Berlin (taz) – Markus Meckel hatte „einen Stein ins Wasser werfen“ wollen. Vergnügt beobachtete er auf der Expertenanhörung zum „Stand der strafrechtlichen Aufarbeit von DDR-Unrecht und Vereinigungskriminalität“ vergangene Woche in Berlin die Kreise, die sein Wurf auslöste. Mit einigen Parteigenossen rüstet er zum Sturm auf die bevorstehende Verjährung mittelschwerer Straftaten in der DDR zum Ende dieses Jahres. Als „mittelschwer“ gelten Vergehen, die im Falle einer Verurteilung mit Haftstrafen von einem bis fünf Jahren geahndet werden. Diese bleiben ungesühnt, wenn nicht bis zum 31. 12. 1997 eine Klage bei Gericht eingegangen ist.

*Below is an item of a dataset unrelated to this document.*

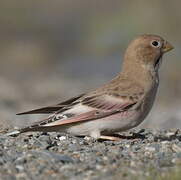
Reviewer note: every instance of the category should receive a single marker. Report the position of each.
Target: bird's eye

„Das ist ein mittlerer Justizskandal ohne Not“, meinte Friedhelm Julius Beucher, Mitglied der SPD-Bundestagsfraktion. Kohl müsse die „Unrechtsbewältigung zur Chefsache machen.“ Die Aufarbeitung des DDR-Unrechts und der Vereinigungskriminalität sei eine nationale Aufgabe.

Zwar sind die anhängigen Verfahren wegen Rechtsbeugung, Nötigung, Erpressung und Urkundenfälschung durch Behörden des SED-Staats weitaus zahlreicher als die aufgedeckten Fälle von Betrug und Untreue im Zusammenhang von Währungseinheit und Privatisierung von DDR-Unternehmen. Aber bei letzteren geht es um Geld. Nicht einmal grob läßt sich abschätzen, welche Summen der Bundesrepublik durch die Lappen gehen, wenn Treuhand-Gaunereien und Währungsschwindel nicht weiter verfolgt werden. Unstrittig ist, daß es sich um Milliardenbeträge handelt.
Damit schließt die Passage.